For the two companies, a pairing of services was intuitive, Mills noted. “We have complementary tools and complementary markets.”
Because the legal technology community is still fairly small, Mills said that collaboration comes fairly naturally. Many of the primary players in legal technology know each other well, and can see ways that products can complement one another to serve law firms and legal departments.
Both Neota Logic and HighQ have designed their products to capitalize on integrating the assets of competing technology.
“That kind of collaboration is built into our approach to problem solving and software,” Mills said, adding that Neota Logic’s platform was optimized to make use of other technology, even complex computational tools like Wolfram Alpha.
Mills explained that legal technology needs are broad and diverse enough today that a comprehensive solution for firms and departments requires lots of different but complementary technology implements operating at once.
“Our software was designed from the beginning to integrate other technology because we recognized that no one technology is going to solve every legal or compliance problem,” Mills said.
“The most interesting legal and compliance problems need a combination of tools. The Neota Logic platform was designed to be the integration that pulls those things together,” he added.
According to Mills, Neota Logic has also begun various collaboration projects that integrate services from HighQ along with contract analysis platforms like Kira Systems and RAVN Systems.
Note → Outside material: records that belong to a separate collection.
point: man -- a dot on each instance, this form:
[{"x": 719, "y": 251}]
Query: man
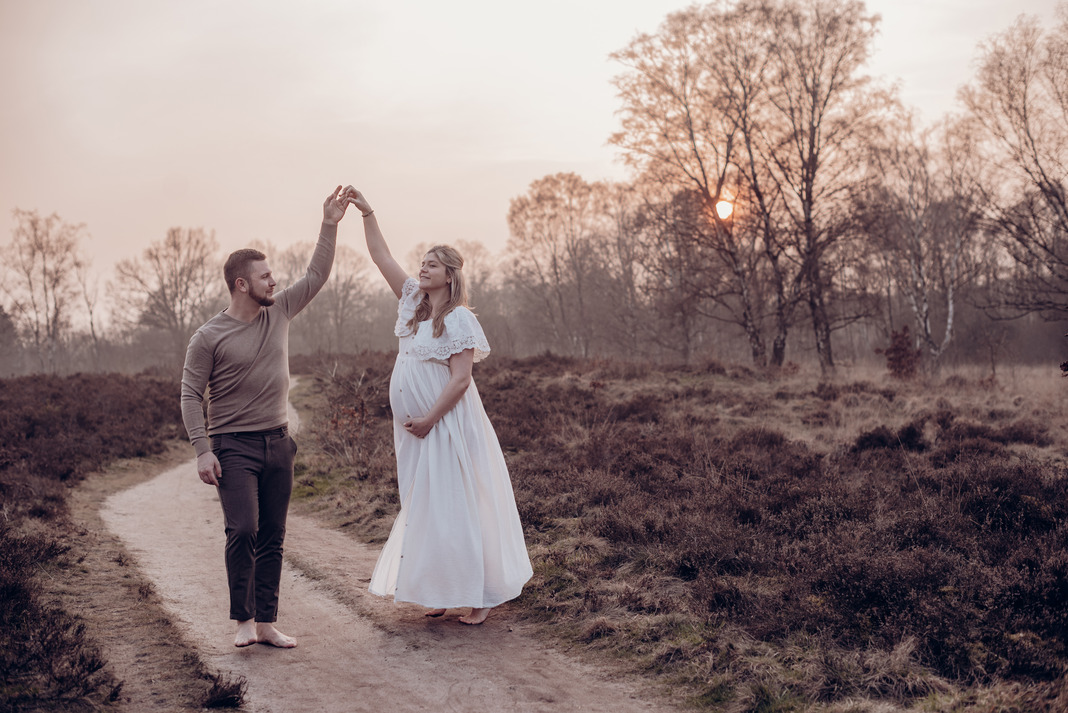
[{"x": 240, "y": 358}]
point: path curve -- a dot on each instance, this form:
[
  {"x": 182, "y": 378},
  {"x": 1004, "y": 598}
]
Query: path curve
[{"x": 357, "y": 652}]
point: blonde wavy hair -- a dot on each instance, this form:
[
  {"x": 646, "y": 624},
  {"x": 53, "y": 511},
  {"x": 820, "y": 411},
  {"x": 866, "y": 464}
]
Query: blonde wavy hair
[{"x": 457, "y": 289}]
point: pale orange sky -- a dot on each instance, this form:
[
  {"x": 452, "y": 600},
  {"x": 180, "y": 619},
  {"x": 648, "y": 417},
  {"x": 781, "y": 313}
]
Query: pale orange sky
[{"x": 135, "y": 116}]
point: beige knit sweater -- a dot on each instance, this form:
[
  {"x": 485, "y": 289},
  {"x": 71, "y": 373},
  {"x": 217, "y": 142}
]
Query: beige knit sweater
[{"x": 244, "y": 367}]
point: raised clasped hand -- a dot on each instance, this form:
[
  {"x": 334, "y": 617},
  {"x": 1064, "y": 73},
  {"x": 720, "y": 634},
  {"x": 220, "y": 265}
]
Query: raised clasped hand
[
  {"x": 357, "y": 199},
  {"x": 334, "y": 206}
]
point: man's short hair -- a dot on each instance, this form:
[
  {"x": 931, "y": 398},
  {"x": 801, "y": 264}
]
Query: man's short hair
[{"x": 238, "y": 265}]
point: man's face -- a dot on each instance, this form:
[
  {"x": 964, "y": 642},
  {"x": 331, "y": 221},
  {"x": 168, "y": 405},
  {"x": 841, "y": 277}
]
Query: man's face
[{"x": 261, "y": 283}]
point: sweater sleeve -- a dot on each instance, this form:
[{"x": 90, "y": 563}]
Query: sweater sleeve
[
  {"x": 299, "y": 294},
  {"x": 194, "y": 377}
]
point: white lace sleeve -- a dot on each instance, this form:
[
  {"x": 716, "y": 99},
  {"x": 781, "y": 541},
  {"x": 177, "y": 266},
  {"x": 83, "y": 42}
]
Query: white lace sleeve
[
  {"x": 462, "y": 331},
  {"x": 406, "y": 307}
]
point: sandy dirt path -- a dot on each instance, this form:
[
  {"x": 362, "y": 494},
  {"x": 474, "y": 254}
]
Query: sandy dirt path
[{"x": 356, "y": 652}]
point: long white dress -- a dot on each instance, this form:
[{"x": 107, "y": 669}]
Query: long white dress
[{"x": 457, "y": 540}]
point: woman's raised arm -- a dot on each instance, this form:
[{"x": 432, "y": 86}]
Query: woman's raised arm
[{"x": 376, "y": 242}]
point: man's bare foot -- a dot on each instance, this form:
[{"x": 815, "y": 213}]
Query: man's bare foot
[
  {"x": 267, "y": 634},
  {"x": 246, "y": 633},
  {"x": 476, "y": 616}
]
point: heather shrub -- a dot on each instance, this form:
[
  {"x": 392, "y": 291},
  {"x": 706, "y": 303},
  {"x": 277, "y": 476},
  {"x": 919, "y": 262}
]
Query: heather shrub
[
  {"x": 52, "y": 431},
  {"x": 671, "y": 520}
]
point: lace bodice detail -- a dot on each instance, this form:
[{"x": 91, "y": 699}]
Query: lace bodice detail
[{"x": 462, "y": 330}]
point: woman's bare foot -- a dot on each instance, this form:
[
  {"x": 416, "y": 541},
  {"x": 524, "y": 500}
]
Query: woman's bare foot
[
  {"x": 246, "y": 633},
  {"x": 267, "y": 634},
  {"x": 476, "y": 616}
]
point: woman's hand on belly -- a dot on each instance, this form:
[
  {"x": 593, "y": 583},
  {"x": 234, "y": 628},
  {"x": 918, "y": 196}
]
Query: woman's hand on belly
[{"x": 419, "y": 427}]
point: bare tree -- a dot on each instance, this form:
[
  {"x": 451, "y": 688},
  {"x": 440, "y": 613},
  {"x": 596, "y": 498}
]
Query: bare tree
[
  {"x": 173, "y": 287},
  {"x": 681, "y": 131},
  {"x": 555, "y": 228},
  {"x": 1020, "y": 101},
  {"x": 759, "y": 101},
  {"x": 42, "y": 262},
  {"x": 922, "y": 209}
]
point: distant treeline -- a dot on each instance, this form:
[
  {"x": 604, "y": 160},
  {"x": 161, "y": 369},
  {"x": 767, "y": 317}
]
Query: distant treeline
[{"x": 783, "y": 206}]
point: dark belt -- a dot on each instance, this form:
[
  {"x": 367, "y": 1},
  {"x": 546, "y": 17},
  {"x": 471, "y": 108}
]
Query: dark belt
[{"x": 281, "y": 430}]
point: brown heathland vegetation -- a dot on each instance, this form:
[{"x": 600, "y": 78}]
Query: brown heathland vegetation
[{"x": 770, "y": 541}]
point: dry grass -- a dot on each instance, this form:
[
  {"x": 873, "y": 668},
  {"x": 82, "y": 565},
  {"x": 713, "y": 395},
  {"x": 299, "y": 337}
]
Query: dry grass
[{"x": 774, "y": 542}]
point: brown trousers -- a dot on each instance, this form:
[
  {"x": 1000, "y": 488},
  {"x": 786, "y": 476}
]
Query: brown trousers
[{"x": 254, "y": 491}]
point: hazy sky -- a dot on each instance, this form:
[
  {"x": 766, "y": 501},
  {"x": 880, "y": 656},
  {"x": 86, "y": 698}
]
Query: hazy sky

Despite the computational complexity that law firms and legal departments can get from integrating multiple different platforms, Mills says that legal technology collaborations need user front-end access that gives the product “easy to use but understandable interface to very powerful technology underneath.”
Especially given that many of the biggest producers of technology assisted review in e-discovery and contract management have been in business for the last decade or so, bolstering technological capabilities while still making products user accessible has been a balancing act for Mills and Neota Logic’s integrated projects.
“The trick has been not only to persuade law firms that these tools are economical, but also to make those tools easy enough to use that people will understand them, use them and trust them. That’s been very much a focus in setting the direction for our product,” Mills said. “Every version gets a little better.”